Known Some Call is Air Am: Quote Explanation

If you’re a fan of Mark Z. Danielewski’s House of Leaves, you might be familiar with the phrase “Known. Some. Call. Is. Air. Am.” It’s a phonetic Latin translation of the phrase “Non sum qualis eram,” which means “I am not what I once was.”

While the meaning of the phrase is straightforward, its origin in the book is shrouded in mystery. In this article, we’ll explore the significance of this phrase, its context within the book, and what it might mean for readers.

The Origin of the Quote

The phrase “Known. Some. Call. Is. Air. Am.” appears in House of Leaves as a message from the protagonist, Johnny Truant, to his mother. Johnny is a troubled man who is haunted by his past and struggling to make sense of his present. He uses this phrase to express his feelings of disconnection from his former self.

The phrase itself is a phonetic Latin translation of the phrase “Non sum qualis eram,” which comes from a poem by the Roman poet Horace. The poem, which is called “Epistulae ad Pisones,” is a letter to a group of young poets and contains advice on how to write poetry.

The line “Non sum qualis eram” is part of a larger passage in which Horace laments his declining health and the passage of time. The phrase has become a popular saying in its own right, often used to express a sense of nostalgia or regret.

The Meaning Behind the Quote

Johnny’s use of the phrase “Known. Some. Call. Is. Air. Am.” adds an extra layer of complexity to its meaning. While the phrase “Non sum qualis eram” expresses a simple sentiment of not being what one used to be, Johnny’s version adds an element of confusion and disorientation. By breaking up the phrase into individual words and rearranging them, he creates a fragmented message that seems to defy interpretation.
In the book, Johnny follows up the phrase with the statement, “Incoherent? Yes. Entirely without meaning? I’m afraid not.” This suggests that the message is meant to be cryptic and open to interpretation, rather than meaningless.

One possible interpretation of the phrase is that it reflects Johnny’s sense of disconnection from his past. By rearranging the words and adding “Known. Some. Call. Is. Air.” before “Am,” he is perhaps trying to convey that his past self is now only partially known or remembered by him, like air that is elusive and difficult to grasp. He is acknowledging that he is not the same person he used to be, and that his identity is constantly changing and evolving.

Another interpretation is that the phrase reflects the book’s theme of shifting realities and unreliable narrators. By breaking up the phrase and rearranging the words, Johnny is perhaps suggesting that reality itself is fragmented and elusive, and that it cannot be easily understood or pinned down.

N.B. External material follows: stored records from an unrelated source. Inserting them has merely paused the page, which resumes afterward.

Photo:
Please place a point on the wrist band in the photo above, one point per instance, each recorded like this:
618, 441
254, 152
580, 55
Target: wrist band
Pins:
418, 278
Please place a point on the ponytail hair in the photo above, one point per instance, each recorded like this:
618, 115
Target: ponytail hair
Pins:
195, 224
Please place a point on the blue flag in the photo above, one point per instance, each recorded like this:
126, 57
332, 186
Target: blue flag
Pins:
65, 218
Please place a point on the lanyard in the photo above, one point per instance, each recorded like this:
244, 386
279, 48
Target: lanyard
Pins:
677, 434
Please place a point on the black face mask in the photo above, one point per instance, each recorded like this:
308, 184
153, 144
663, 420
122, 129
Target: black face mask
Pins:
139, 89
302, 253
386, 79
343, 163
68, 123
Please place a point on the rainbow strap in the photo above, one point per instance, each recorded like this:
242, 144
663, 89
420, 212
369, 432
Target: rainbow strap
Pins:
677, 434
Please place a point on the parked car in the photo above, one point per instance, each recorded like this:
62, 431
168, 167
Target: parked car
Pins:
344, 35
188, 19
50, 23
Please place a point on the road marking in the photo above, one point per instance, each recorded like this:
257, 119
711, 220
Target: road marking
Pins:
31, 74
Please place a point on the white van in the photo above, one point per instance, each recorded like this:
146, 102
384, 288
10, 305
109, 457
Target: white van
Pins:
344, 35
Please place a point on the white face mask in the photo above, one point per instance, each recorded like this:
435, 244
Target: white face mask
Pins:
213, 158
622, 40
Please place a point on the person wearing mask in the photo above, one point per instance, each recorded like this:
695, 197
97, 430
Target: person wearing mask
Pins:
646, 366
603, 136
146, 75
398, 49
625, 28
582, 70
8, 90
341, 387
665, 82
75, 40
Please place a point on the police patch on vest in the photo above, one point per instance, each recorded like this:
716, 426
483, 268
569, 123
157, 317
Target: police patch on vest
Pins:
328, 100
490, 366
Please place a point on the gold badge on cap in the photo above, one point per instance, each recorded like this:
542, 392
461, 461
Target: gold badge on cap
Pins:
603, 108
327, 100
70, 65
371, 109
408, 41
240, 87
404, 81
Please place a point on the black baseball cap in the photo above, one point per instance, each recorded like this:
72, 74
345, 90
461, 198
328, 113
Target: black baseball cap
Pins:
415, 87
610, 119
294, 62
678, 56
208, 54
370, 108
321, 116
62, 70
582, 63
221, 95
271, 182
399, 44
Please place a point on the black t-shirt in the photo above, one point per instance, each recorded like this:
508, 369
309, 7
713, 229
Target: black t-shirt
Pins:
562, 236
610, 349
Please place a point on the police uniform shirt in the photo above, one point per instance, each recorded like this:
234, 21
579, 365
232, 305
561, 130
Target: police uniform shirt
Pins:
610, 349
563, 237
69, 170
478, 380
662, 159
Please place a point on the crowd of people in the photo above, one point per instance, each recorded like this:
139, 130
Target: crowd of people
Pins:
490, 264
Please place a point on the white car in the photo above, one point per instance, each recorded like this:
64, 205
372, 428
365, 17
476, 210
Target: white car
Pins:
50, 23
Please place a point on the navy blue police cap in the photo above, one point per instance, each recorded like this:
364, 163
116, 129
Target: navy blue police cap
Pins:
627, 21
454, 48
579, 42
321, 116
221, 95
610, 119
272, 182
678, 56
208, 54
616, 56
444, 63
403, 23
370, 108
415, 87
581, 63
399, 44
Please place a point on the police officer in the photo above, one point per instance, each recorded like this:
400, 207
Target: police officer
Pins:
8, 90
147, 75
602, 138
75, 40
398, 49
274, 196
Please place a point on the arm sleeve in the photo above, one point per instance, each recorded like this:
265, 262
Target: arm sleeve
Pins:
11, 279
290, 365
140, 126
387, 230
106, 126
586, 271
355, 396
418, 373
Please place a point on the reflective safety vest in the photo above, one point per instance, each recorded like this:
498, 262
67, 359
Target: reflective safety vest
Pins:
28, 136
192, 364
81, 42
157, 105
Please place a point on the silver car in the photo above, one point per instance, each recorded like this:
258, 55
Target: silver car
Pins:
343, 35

The Significance of Latin in House of Leaves

Latin plays a significant role in House of Leaves, both as a language that is frequently quoted and referenced, and as a symbol of the book’s preoccupation with the past. The use of Latin phrases and references to classical literature and mythology give the book a sense of timelessness and universality, while also emphasizing the ways in which the past continues to shape the present.

Latin also adds to the book’s sense of mystery and complexity. By using a language that is no longer spoken and is difficult for many readers to understand, Danielewski creates a sense of otherness and detachment that mirrors the book’s themes of disorientation and fragmentation.

The Importance of Language in House of Leaves

Language plays a crucial role in House of Leaves, both as a means of communication and as a symbol of the limitations of human understanding. Throughout the book, characters struggle to find the right words to express their thoughts and emotions, and the book itself is full of linguistic puzzles and conundrums.

The use of language also reflects the book’s concern with the nature of reality and the ways in which our perceptions of the world are shaped by the words and symbols we use to describe it. The book’s exploration of the limits of language and the inadequacy of words to fully capture reality is a recurring theme, and is reflected in Johnny’s use of the cryptic phrase “Known. Some. Call. Is. Air. Am.”


The phrase “Known. Some. Call. Is. Air. Am.” is a powerful and enigmatic message that reflects the book’s themes of disorientation, fragmentation, and the limitations of language. While its meaning is not entirely clear, it invites readers to reflect on their own sense of identity and the ways in which the past continues to shape the present.

Through its use of Latin, linguistic puzzles, and complex narrative structure, House of Leaves challenges readers to engage with language in new and innovative ways. It is a book that rewards close reading and careful attention, and continues to captivate and perplex readers more than two decades after its initial publication.